Waltrip runs out winner of Daytona 500

DARK CLOUDS ABOVE A rain-shortened Daytona 500 race was won by Michael Waltrip, as favorite Dale Earnhardt Jr suffered mechanical problems. Kurt Busch was second and Jimmie Johnson was third


Ryan Newman's number 12 Alltel Dodge disintegrates as he crashes near the start-finish line during running of the Daytona 500 at the Daytona International Speedway in Daytona Beach, Florida, on Sunday.


Michael Waltrip is the new master of Daytona. He doesn't win anywhere else.

It's a burden well worth bearing -- being the best driver in NASCAR's biggest race, at stock-car racing's most famous track.

Under dark clouds, Waltrip raced past leader Jimmie Johnson after a restart on lap 106 on Sunday to win the rain-shortened Daytona 500 for the second time in three years.

Counting last year's Pepsi 400, Waltrip has three victories in the last five races at Daytona International Speedway. Those are the only ones in his 535 career starts.

Favorite Dale Earnhardt Jr., done in by a bad alternator and dead battery, helped his friend and teammate take the lead on the last green-flag lap.

``I had a plan,'' Waltrip said. ``I knew what I had to do. I had to get behind Junior. I did that and I was able to squeeze out the win.''

Waltrip's first Winston Cup victory came at the 2001 Daytona 500, in his first race with Dale Earnhardt Inc. But his joy was wiped away by the fatal last-lap crash of Dale Earnhardt Sr., his boss and friend.

After his latest victory, Waltrip paid tribute to the seven-time Winston Cup champion and Daytona's winningest driver with 34 wins, including the 1998 Daytona 500.

``I'm so thankful -- thankful for Dale Earnhardt,'' Waltrip said. ``He made this place so special over the years. He was about this race. I know he's smiling now.''

Kurt Busch finished second, followed by Johnson and Kevin Harvick. Mark Martin, last year's series runner-up, was fifth, with Robby Gordon sixth and defending Winston Cup champion Tony Stewart seventh.

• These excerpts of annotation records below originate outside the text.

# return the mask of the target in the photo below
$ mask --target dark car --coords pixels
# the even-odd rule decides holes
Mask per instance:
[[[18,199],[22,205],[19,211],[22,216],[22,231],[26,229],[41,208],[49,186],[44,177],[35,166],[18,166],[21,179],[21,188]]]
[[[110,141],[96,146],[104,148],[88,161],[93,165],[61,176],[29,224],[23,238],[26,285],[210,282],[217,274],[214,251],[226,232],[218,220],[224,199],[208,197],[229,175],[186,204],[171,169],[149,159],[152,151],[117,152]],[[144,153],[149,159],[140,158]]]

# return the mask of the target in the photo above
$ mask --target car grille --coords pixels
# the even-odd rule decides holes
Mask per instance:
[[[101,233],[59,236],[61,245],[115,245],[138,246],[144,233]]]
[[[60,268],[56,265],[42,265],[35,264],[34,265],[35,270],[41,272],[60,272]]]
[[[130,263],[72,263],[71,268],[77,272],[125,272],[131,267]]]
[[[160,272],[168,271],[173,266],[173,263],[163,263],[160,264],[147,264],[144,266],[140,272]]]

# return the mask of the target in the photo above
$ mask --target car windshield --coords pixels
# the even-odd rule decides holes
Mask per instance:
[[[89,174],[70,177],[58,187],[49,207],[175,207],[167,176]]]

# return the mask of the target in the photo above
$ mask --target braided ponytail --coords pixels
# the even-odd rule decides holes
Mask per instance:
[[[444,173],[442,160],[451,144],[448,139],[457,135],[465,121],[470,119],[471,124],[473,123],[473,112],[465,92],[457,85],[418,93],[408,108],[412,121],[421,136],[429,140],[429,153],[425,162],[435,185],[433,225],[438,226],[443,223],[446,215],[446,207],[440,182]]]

Waltrip followed Earnhardt Jr., who had been lapped, past Johnson in a tight two-car draft.

As the leaders neared the finish line, defending champion Ward Burton spun and slammed into the fourth-turn wall, bringing out the fifth caution flag of the day.

Moments later, rain fell for the second time, and cars were stopped on pit road to wait after completing 109 of 200 laps.

Waltrip spent the delay sitting in the rain with his wife, Buffy.

``We were just enjoying a day in the rain in Florida,'' he said. ``We were just goofing off, laughing about the opportunity that we had here to be winners of the Daytona 500. ``That's what we talked about, you know, we don't need it to go on, we won. Let's just stop now.''

After a little more than an hour, NASCAR declared Waltrip the winner. As anticlimactic as the triumph might have been, his team celebrated in a garage 100 yards from Victory Lane.

Buffy Waltrip and Earnhardt's widow, Teresa, hugged. Waltrip lifted the trophy high above his head as the crew sprayed beer and champagne all over him. With a drizzle still falling, Waltrip insisted they move the celebration to a rain-slickened Victory Lane.

Waltrip has practically owned Daytona's famed 4km oval the past few seasons.

He finished second to Earnhardt Jr. in the 2001 Pepsi 400 and was fifth in last year's 500 after winning a qualifying race. Three-time Winston Cup champion Darrell Waltrip's younger brother finally got to fully enjoy a victory in July, taking the 2002 Pepsi race.

The tandem of Waltrip and Earnhardt Jr. dominated this 500.

Junior, the heavy favorite after winning three preliminary races in eight days, led 22 laps and was still out front when he started having electrical problems.